Afterwards I drop the mulit-index of the returned DataFrame.
import pandas as pd
df = pd.DataFrame({
'date': ['Aug 23', 'Aug 23', 'Dec 23'],
'provider': ['A', 'B', 'C'],
'num_youths': [1, 3, 4]
}
)
df
>>> df
date provider num_youths
0 Aug 23 A 1
1 Aug 23 B 3
2 Dec 23 C 4
# groupby and fill with zeor
stacked = df.groupby(['date','provider']).sum().unstack(fill_value=0)
>>> stacked
num_youths
provider A B C
date
Aug 23 1 3 0
Dec 23 0 0 4
# drop multi index for columns and index
stacked.columns = stacked.columns.droplevel()
provider = list(stacked.columns)
stacked = stacked.reset_index()
To get the data bokeh wants, you have to call to_dict
with orient="list"
.
data = stacked.to_dict(orient='list')
The data has the corect format, so just call figure()
and vbar_stack
. The most of this code comes from the stacked bar example from the docs.

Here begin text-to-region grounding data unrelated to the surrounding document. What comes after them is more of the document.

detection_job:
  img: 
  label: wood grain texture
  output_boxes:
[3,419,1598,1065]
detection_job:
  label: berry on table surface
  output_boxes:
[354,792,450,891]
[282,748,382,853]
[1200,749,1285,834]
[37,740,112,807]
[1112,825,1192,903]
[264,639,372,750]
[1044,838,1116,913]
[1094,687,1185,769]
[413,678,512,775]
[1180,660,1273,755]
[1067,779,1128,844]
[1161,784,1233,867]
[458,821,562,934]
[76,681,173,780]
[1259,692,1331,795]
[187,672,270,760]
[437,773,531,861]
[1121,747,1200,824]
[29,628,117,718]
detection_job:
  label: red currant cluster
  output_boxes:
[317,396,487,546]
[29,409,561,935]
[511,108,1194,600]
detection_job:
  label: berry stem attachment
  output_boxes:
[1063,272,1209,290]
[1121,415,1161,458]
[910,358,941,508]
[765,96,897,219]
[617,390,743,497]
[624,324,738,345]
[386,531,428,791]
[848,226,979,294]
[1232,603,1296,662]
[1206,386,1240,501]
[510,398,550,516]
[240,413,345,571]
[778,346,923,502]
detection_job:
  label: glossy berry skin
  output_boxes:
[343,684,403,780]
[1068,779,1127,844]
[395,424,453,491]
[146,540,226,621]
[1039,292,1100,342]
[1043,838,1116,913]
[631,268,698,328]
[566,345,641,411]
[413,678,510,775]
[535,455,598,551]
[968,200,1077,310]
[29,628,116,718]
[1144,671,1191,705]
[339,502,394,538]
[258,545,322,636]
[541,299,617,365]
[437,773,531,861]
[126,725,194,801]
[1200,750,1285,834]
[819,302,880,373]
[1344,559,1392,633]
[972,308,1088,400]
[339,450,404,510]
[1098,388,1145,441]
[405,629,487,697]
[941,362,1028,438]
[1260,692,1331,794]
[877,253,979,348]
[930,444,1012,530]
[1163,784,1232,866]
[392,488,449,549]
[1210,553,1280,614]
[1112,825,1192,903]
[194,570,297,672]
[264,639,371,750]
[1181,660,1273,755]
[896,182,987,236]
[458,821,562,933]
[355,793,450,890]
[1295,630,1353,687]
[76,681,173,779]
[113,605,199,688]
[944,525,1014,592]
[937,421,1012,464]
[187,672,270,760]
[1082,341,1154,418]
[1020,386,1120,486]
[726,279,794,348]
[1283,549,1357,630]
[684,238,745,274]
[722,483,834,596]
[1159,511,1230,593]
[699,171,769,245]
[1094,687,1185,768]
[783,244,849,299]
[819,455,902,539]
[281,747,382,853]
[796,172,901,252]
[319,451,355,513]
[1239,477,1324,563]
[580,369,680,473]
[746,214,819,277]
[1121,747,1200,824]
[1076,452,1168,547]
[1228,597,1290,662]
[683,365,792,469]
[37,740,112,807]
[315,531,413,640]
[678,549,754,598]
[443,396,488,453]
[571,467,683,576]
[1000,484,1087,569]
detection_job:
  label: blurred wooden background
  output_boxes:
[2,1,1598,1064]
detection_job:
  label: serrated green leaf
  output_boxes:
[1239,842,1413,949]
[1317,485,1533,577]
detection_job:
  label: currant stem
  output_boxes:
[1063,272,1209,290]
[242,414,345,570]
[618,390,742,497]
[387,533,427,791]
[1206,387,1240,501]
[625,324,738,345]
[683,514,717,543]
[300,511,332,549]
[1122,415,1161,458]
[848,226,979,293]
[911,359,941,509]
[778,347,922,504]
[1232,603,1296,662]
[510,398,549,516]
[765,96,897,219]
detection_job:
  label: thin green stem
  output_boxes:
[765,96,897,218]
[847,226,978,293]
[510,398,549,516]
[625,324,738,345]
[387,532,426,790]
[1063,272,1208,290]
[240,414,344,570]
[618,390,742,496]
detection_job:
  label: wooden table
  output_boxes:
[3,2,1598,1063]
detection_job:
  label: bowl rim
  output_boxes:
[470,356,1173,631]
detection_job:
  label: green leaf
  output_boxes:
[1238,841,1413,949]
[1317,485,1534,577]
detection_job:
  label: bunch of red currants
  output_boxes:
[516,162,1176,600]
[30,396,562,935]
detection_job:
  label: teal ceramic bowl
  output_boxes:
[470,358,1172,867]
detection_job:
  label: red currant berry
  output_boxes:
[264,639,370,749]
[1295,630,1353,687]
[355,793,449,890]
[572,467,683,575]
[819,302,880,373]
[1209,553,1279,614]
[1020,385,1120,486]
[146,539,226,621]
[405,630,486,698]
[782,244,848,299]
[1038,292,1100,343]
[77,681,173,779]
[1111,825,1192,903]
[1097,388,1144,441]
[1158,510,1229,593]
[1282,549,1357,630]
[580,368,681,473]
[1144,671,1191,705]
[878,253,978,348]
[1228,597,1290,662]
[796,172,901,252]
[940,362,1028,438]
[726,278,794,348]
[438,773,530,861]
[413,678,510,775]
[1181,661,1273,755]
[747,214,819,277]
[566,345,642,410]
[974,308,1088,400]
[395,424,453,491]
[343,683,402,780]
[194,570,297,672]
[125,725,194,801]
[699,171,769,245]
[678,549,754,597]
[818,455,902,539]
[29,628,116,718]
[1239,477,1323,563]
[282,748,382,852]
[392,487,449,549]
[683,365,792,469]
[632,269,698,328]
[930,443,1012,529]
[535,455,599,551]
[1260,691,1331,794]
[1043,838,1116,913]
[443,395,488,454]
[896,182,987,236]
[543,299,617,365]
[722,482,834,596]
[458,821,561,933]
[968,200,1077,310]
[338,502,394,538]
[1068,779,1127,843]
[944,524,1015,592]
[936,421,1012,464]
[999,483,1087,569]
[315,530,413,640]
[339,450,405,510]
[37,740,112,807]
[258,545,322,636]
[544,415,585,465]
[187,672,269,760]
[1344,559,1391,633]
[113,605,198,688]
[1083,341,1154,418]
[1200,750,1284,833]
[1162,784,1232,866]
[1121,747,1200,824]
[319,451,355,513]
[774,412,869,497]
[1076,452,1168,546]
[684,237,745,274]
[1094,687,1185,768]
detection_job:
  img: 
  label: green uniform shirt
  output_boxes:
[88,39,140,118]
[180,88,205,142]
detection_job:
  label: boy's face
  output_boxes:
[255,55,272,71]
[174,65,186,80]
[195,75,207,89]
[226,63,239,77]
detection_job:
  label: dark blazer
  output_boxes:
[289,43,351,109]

from bokeh.plotting import figure, show, output_notebook
from bokeh.palettes import HighContrast3
output_notebook()
p = figure(x_range=data['date'], height=250,
toolbar_location=None, tools="hover", tooltips="@date $name @$name")
p.vbar_stack(provider, x='date', width=0.9, color=HighContrast3, source=data,
legend_label=provider)
show(p)